The Required Components of Your Work

  1. Weekly homework, which you will do in Juypter notebooks and turn in on Gradescope. We hope to make this process less annoying than it was in Data 8 this past Fall. You will learn some basic LaTex so that you can “write” math in your notebooks. It’s easy and fun. Homework will be posted on Wednesday evenings and will be due the following Tuesday by 11:59 pm.

  2. One weekly lab, which will be designed so that you can complete it (or almost complete it) during lab. Each lab is due on the same Friday by 11:59 p.m.

  3. Quizzes, four times during the term, in discussion section. No computers involved. Quiz Dates are
    1. Wednesday 2/1 (3rd week)
    2. Wednesday 2/15 (5th week)
    3. Wednesday 3/22 (10th week)
    4. Wednesday 4/12 (12th week)
  4. Midterm in class on Thursday March 2. No substitutes except as required by university rules. No computers involved.
  5. Final Exam Friday May 12, 7 pm to 10 pm, Exam Group 20. The very last slot in finals week – I don’t like it any more than you do but we have no choice. No substitutes except as required by university rules.

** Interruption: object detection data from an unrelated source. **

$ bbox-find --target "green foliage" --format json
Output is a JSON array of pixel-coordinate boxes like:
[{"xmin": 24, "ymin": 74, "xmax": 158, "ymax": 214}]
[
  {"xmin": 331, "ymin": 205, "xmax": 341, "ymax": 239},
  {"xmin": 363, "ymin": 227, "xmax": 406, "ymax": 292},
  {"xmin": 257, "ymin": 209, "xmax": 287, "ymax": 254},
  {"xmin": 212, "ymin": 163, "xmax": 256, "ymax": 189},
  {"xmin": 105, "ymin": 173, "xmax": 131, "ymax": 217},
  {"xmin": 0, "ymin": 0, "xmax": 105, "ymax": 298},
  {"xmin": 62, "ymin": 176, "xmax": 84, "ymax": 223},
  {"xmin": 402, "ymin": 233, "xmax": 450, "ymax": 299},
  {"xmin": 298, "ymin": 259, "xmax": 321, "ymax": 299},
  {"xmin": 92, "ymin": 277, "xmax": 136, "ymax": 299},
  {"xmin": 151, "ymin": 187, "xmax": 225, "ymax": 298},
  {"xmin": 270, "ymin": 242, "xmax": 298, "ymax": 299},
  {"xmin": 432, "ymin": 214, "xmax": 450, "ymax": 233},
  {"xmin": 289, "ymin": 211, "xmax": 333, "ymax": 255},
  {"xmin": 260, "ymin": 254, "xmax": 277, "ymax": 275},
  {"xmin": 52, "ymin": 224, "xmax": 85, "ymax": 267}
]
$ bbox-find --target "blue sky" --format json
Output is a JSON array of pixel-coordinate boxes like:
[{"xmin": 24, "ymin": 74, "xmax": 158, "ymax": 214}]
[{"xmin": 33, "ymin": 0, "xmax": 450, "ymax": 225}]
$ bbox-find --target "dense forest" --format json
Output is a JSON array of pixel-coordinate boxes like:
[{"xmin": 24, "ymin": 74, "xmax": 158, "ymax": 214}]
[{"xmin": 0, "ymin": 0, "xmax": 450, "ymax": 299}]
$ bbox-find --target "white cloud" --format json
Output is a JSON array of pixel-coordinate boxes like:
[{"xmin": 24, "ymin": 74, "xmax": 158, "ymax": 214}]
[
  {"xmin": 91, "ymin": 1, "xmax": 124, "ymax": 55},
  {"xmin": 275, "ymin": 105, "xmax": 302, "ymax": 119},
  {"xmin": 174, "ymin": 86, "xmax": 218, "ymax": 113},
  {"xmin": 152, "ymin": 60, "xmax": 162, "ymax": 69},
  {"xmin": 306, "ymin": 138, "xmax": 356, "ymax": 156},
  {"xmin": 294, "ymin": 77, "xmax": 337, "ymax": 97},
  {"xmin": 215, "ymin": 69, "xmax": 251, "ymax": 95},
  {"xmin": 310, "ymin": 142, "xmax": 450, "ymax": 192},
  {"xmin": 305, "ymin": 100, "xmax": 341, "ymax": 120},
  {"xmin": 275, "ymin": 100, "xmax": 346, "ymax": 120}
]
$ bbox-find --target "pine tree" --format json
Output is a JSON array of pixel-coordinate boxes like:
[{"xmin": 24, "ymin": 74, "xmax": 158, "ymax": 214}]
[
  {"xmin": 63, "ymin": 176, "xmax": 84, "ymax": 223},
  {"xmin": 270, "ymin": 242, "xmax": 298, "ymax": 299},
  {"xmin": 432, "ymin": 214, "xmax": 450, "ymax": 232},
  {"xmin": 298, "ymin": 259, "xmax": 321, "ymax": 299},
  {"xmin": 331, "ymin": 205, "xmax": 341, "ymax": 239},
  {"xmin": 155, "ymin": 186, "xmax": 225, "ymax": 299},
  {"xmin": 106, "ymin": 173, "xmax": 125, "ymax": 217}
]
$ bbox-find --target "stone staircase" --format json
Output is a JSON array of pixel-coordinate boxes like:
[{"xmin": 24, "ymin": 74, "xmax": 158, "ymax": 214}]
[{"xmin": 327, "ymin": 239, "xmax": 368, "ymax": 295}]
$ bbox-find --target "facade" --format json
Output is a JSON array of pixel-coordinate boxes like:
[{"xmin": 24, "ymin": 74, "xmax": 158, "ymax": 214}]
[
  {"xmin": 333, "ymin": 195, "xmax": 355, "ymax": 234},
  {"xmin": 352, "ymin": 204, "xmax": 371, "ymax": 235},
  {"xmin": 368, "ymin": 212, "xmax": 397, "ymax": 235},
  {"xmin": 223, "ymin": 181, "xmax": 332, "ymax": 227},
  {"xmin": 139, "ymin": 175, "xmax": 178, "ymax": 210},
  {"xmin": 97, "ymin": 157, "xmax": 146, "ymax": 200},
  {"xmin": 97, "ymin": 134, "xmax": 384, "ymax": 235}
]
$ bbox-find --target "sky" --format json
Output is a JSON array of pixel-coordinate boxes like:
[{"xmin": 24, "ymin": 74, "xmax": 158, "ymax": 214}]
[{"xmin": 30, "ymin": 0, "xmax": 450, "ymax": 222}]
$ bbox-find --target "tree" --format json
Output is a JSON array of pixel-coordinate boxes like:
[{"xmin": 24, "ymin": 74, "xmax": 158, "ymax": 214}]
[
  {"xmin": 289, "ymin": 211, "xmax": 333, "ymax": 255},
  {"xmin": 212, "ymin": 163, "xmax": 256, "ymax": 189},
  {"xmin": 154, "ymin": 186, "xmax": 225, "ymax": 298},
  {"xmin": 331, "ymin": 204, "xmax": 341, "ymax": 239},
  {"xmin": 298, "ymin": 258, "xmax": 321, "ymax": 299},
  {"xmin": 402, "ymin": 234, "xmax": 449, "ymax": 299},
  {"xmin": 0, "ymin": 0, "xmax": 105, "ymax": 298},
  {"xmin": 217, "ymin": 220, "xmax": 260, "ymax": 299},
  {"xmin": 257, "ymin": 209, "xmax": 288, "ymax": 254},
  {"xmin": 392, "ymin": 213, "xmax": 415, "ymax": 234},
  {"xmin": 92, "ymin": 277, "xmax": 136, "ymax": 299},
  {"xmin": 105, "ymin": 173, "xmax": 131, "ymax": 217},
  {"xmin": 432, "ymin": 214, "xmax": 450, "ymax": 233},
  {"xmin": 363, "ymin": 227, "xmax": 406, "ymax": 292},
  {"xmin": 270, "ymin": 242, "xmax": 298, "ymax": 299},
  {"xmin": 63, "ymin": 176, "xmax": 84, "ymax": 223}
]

No computers involved. The final is required for getting a passing grade.

Data science is not a solitary activity; please expect to attend lectures, discussion section, and lab. Lectures will not be webcast, but the online text will contain what is covered apart from discussions generated by questions asked in class.


We will drop

  • Your two lowest homeworks
  • Your two lowest labs
  • Your lowest quiz

Course grades will be assigned using the following weighted components:

  • Homework 20%
  • Labs 20%
  • Quizzes 15%
  • Midterm 15%
  • Final 30%

Collaboration and Honesty

You are encouraged to discuss practice problems, homework, and labs with your fellow students and with course staff. Arguing with friends about exercises is an excellent and time-honored way to learn. However, you must write up your own assignments and your own code. Copying assignments from others is not only dishonest, it also doesn’t help anyone. Students must work independently on quizzes and exams – no collaboration allowed – and that independence is developed by working on assignments. I am extremely tough with dishonest students but I don’t expect to be in that situation in Prob140. I expect that you will work with integrity and with respect for other members of the class, just as the course staff will work with integrity and with respect for you.